Their personal experiences provide a unique perspective on “presenting while black.”
My interviews revealed that an overwhelming majority of the participants were advised regularly by white peers to be “more entertaining” when making research presentations, as well as to “lighten up,” and “tell more jokes.”
Alternatively, some presenters’ research was met with shock and awe, as the audience was taken back by the high quality of the research and made their low expectations known with statements such as “I’m pleasantly surprised,” “I had no idea you were that bright,” and “you must be a genius.”
These black professors were interviewed about their participation in a number of presentation contexts, including national conferences, symposia and campus job talks. Study participants discussed Encountering multiple layers of racial stereotyping and bias.
For instance, black faculty were penalized for doing the following: taking a sip of water during the middle of her sentence, not pausing before answering questions from the audience (“she didn’t even reflect on the question”) and were openly accused of not citing enough by mostly white male researchers.

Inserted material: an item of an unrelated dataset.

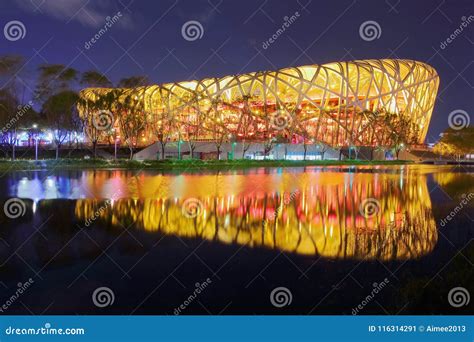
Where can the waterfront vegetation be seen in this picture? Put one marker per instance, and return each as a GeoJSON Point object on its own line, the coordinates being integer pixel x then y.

Accusations were also made of black faculty’s presentation styles and behaviors, such as “constantly waving her arms and being wildly animated during her presentation. It was just too much attitude,” and being criticized because “his laugh was too boisterous, too domineering.”
Black females additionally noted being subject to their colleagues’ preoccupation with their clothing choices and hairstyle, and reported being admonished to play down their “passion” and “smile more.”
Impact on health
These experiences seem to have an impact not only on their faculty career trajectories (some faculty are considering leaving or have left academia since the interviews), but also on their emotional and physical health.
Arline T Geronimusresearcher at University of Michigan, along with her colleagues, has documented the long-term physical, mental, emotional and psychological effects of racism and of living in a society characterized by white dominance and privilege, a phenomenon she calls “weathering.”
Weathering severely challenges and threatens a person’s health and ability to make healthy responses to their environment. This can cause wear and tear, both physical and mental, and lead to a host of psychological and physical ailments, including heart disease, diabetes and accelerated aging.
Hurdles for black faculty
For an academic, presenting research to peers can open doors to departmental collaborations, research funding opportunities and job offers. Faculty members must present effectively and persuasively to stand out from the crowd.
Scholars of color face additional hurdles for acceptance that range from micro-aggressions, subtle and stunning racial slights, to outright racism. Faced with racial battle fatigue, many try to change who they are in order to fit in, or simply give up and change careers. During my interviews, black faculty said it was the micro-aggressions, subtle and stunning racial slights, that caused them the most anguish.
The persistently racialized stigmatization of black faculty is particularly troubling given the low number (just about 6%, according to 2013 data collected from the National Center for Education Statistics) of black faculty working in higher education.
Researchers too need to pay more attention to this issue. Future research needs to center on how to reduce the impact of such racialized experiences so as to improve faculty retention and improve the quality of black academics’ well-being.
Blacks have a long history of being objectified for entertainment value, going all the way back to the blackface minstrels, a form of entertainment beginning in the 1810s in which performers used make up to represent a black person. In these performances African Americans were depicted as comical, lazy or dim-witted.
Today the racialized objectification of African Americans may not always be as overt as it was a century ago, but the “black as entertainment” ideology remains alive and well.